All that changed in 2012 during the debate over Proposition 204, a measure that would have made permanent a temporary 1-cent sales tax increase approved by voters two years earlier. A large portion of that money was earmarked for education, including some for the state’s universities.

Paez, the appellate judge, said the student association was involved in drafting the initiative, collected more than 20,000 signatures to get the measure on the ballot, campaigned for it and used $120,000 of its student fee income to promote its support.

Brewer, who as governor also sat on the Board of Regents, opposed the measure. Some regents criticized the association for its support.

The initiative ultimately failed.

Just weeks after the election, Paez wrote, the regents called a special meeting specifically to discuss the student fee. At that meeting the board voted to suspend collection of the fee and withhold the income it already had collected for the spring 2013 semester.

β€œSeveral regents commented that the suspension was β€˜political’ in nature and was undertaken in response to the ASA’s Proposition 204 advocacy,” Paez wrote.

Several weeks later the board had another special meeting, changing its policy to collect the fee only from students who β€œopted in,” turning the β€œopt-out” policy on its head.

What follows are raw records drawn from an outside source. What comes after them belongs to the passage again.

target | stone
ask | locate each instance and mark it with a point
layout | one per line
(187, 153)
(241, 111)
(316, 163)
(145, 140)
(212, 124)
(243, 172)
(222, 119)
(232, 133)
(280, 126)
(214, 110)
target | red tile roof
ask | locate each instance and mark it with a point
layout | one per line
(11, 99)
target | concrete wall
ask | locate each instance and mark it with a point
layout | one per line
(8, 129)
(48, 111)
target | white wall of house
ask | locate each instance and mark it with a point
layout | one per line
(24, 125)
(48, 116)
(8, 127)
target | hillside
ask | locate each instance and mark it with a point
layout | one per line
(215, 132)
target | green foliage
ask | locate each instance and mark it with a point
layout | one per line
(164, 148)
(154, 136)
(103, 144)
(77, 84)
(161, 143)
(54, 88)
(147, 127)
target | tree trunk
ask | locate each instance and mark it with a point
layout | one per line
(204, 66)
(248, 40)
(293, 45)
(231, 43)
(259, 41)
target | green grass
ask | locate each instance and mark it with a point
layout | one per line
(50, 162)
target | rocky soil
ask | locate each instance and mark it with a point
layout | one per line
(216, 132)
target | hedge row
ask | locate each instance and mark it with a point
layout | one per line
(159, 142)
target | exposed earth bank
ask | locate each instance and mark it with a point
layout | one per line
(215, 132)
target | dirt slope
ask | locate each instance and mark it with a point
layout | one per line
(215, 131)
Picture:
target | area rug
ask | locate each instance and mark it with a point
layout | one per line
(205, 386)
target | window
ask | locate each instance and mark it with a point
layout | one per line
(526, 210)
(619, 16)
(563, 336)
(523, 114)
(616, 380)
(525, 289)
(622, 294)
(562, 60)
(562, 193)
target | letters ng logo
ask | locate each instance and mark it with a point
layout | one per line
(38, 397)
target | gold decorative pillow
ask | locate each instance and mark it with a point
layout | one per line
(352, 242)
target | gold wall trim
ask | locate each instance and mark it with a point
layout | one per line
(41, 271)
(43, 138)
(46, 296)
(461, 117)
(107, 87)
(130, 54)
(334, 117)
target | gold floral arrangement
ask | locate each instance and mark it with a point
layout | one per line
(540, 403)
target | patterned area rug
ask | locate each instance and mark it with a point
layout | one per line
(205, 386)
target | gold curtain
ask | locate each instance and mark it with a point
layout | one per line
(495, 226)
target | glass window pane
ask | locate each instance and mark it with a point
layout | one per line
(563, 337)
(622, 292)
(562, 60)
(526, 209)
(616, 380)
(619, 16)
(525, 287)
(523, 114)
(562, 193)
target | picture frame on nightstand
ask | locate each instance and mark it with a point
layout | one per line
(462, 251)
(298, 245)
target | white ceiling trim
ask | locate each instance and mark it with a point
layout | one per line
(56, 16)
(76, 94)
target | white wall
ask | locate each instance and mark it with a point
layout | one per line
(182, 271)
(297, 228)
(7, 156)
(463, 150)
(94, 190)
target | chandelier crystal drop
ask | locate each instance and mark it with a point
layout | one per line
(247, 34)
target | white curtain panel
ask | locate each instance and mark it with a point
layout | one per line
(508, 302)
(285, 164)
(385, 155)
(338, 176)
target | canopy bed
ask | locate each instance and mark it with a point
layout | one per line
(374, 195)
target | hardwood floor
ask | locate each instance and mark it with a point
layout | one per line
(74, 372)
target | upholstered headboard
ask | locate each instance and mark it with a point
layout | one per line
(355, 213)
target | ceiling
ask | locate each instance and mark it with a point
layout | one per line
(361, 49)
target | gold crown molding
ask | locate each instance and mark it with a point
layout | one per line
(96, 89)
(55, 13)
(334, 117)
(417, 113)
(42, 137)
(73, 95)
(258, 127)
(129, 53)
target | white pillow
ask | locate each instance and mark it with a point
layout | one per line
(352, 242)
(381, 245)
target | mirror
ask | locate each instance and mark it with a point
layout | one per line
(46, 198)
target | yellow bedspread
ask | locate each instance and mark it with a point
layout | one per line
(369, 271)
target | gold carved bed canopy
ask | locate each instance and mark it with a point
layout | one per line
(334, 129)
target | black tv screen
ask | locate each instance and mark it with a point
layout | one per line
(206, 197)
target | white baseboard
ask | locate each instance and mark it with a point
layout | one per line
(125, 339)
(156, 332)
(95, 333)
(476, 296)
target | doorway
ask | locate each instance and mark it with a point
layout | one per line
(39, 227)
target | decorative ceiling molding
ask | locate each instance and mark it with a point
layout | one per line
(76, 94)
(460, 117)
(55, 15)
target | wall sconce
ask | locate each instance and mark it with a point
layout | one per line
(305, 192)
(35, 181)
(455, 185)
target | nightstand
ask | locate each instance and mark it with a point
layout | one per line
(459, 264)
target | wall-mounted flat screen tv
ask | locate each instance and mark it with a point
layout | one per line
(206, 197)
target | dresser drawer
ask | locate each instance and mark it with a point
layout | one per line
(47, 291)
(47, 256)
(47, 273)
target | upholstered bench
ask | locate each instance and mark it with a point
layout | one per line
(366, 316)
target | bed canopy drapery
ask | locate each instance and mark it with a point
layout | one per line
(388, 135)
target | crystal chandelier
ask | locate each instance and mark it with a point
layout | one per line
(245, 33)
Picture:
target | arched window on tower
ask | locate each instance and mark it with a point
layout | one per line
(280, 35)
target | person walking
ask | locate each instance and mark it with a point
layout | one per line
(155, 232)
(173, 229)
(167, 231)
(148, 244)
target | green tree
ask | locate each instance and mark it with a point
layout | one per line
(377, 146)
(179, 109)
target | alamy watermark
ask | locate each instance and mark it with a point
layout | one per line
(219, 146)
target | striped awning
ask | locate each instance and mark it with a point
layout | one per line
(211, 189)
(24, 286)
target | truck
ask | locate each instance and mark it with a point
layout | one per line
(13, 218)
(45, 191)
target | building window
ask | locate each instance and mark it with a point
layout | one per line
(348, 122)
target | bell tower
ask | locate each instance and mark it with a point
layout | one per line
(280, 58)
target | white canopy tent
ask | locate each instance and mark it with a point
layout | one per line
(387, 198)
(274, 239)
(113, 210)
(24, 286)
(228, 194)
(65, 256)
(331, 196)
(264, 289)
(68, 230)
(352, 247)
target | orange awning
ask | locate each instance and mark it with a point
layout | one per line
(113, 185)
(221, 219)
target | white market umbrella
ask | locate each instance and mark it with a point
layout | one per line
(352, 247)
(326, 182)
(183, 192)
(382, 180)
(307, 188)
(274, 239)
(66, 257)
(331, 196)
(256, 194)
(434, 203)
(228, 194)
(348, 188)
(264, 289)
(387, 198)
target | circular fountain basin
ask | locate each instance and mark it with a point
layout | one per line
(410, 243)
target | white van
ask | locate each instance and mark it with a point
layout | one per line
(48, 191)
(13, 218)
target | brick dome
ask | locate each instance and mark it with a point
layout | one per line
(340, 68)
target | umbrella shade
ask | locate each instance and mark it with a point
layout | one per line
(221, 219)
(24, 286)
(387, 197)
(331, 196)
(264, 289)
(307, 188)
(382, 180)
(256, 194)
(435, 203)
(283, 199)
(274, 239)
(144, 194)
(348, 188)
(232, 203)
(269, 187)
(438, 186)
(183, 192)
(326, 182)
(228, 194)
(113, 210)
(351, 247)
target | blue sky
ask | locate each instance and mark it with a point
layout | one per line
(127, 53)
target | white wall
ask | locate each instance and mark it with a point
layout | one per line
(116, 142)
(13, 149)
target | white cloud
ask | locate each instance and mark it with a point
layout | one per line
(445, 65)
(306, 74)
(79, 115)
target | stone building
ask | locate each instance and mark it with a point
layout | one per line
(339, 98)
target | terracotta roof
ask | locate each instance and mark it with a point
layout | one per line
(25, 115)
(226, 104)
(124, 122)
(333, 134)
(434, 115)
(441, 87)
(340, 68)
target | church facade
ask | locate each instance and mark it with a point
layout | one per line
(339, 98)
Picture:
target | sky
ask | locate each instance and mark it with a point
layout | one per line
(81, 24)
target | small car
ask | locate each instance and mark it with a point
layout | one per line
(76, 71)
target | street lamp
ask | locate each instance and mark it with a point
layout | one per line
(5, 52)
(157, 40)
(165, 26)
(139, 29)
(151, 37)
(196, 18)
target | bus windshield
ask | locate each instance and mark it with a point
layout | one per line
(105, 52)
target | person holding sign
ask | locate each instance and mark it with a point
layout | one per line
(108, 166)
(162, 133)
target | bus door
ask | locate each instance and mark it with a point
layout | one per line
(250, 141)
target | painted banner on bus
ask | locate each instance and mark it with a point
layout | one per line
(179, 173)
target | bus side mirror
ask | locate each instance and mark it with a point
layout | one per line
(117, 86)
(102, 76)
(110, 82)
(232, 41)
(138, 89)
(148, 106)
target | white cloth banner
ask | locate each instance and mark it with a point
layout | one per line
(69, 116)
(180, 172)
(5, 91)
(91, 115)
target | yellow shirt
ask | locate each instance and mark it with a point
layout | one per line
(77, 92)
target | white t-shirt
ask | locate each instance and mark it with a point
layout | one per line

The regents also voted to require the student association to reimburse the universities for the administrative cost of collecting the fees.

The association sued, charging that the regents’ action violates its constitutional free-speech rights, β€œcausing a chilling effect on ASA’s political speech” and depriving it of its only source of income.

After implementing the opt-in policy, the regents never remitted the fees already paid by students for the spring 2013 semester.

β€œIt’s several hundred thousand dollars that was never returned,” Montoya said. β€œBut that is ASA’s money and we want it.”

The student group now functions without student fees, said Shayna Stevens, the association’s executive director. She said it makes some money through grants for things like registering students to vote.

Stevens said that while the association wants the funding restored, it was β€œnever about the money.” She hopes the case will set a precedent that regents β€” and lawmakers β€” cannot use the threat of undermining funds to silence a student group for political reasons.

β€œASA is not the first student association that something like this has happened to,” Stevens said.

When the case goes back to federal court it will take on a new tenor.

Montoya said the original lawsuit focused solely on the regents’ decision to change how it would collect the fee. But he said the 9th Circuit ruling also allows him to attack the 2013 state law forbidding the regents from collecting the fee at all.

β€œSo we’ll just amend our complaint to include a First Amendment retaliation challenge to the new statute,” he said.